For those of you getting nauseous after the first ten minutes, hey, it's schlock! Look no further than such classic moments as when the Martial Artist Catholic Priest bounds into an infested cemetery with the proclamation "I kick arse for the Lord!" Or Lionel's scream of "That's my Mother you're pissing on!" Or when sweet Paquita screams "Your mother ate my Dog!" Lionel's encouraging words back are "Not all of it."
But our boy isn't having as much fun as we're having watching him! After all, he's baby-sitting a gaggle of ghouls who... well, they're not dead exactly, they're just... sort of rotting. So he has to keep them tied to chairs while he feeds and cleans up after them and their evil offspring! Speaking of... remember the Zombie Birthing Sequence from Zombi 3, which was shat on to the screen later in the remake of Dawn of the Dead? Jackson gives it to us here in Spades! And from that moment, until the fateful party sequence where Lionel straps on a Lawn Mower and fights both Zombies and Nausea, you just can't stop laughing. The final sequence is a ripper!
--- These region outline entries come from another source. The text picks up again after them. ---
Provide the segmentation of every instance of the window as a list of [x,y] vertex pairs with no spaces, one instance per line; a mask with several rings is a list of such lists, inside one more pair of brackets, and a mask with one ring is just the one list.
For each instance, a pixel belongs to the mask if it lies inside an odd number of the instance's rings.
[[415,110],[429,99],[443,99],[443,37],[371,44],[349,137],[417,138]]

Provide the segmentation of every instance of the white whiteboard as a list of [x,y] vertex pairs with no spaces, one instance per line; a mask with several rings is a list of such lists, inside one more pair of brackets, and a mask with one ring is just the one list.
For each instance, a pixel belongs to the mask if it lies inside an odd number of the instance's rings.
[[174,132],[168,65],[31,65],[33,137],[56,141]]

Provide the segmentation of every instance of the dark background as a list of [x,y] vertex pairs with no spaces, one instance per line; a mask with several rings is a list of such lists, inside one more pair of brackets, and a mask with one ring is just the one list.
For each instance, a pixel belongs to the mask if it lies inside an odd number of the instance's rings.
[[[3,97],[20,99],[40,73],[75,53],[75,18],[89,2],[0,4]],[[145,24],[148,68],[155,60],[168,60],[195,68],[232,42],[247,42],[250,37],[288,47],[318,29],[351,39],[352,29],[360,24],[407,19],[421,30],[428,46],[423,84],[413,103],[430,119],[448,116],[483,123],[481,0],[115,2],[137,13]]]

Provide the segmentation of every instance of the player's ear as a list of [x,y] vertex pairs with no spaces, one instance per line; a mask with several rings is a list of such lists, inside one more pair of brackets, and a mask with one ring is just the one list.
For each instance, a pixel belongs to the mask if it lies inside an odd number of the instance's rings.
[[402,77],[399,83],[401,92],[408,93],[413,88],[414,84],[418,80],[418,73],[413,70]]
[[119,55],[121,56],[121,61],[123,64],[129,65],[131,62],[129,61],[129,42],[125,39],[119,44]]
But there are some downfalls. Compared to some of the more modern special effects these are pretty silly (which might be good). Also a sub-plot about the truth behind Mum's nastiness is more of a distraction than an enriching element. This is definitely not for the squeamish because there is more blood, dismemberment, and walking death in this film than in the entire Romero catalog, but brother, that's the fun in the funny! It's not The Lord of the Rings but it's not bad!
Amid the chaos the tricks of the trade that eventually made Peter Jackson an Oscar Winning director are all there. The camera plays and proficient cutting all work here to force the realization that all this goofy schlock is intentional. In short, this is more Tim Burton than Ed Wood, and it gets Three Stars out of Five! Strap-On Lawnmowers, quipping Catholics and sexed-up Undead Nurses amid a sea of blood and a monster made only of farting entrails? Why do I watch this stuff? Well, I guess it's still better than the Hack Job Jackson did on The Two Towers! Ahem... Um... see you in the next reel!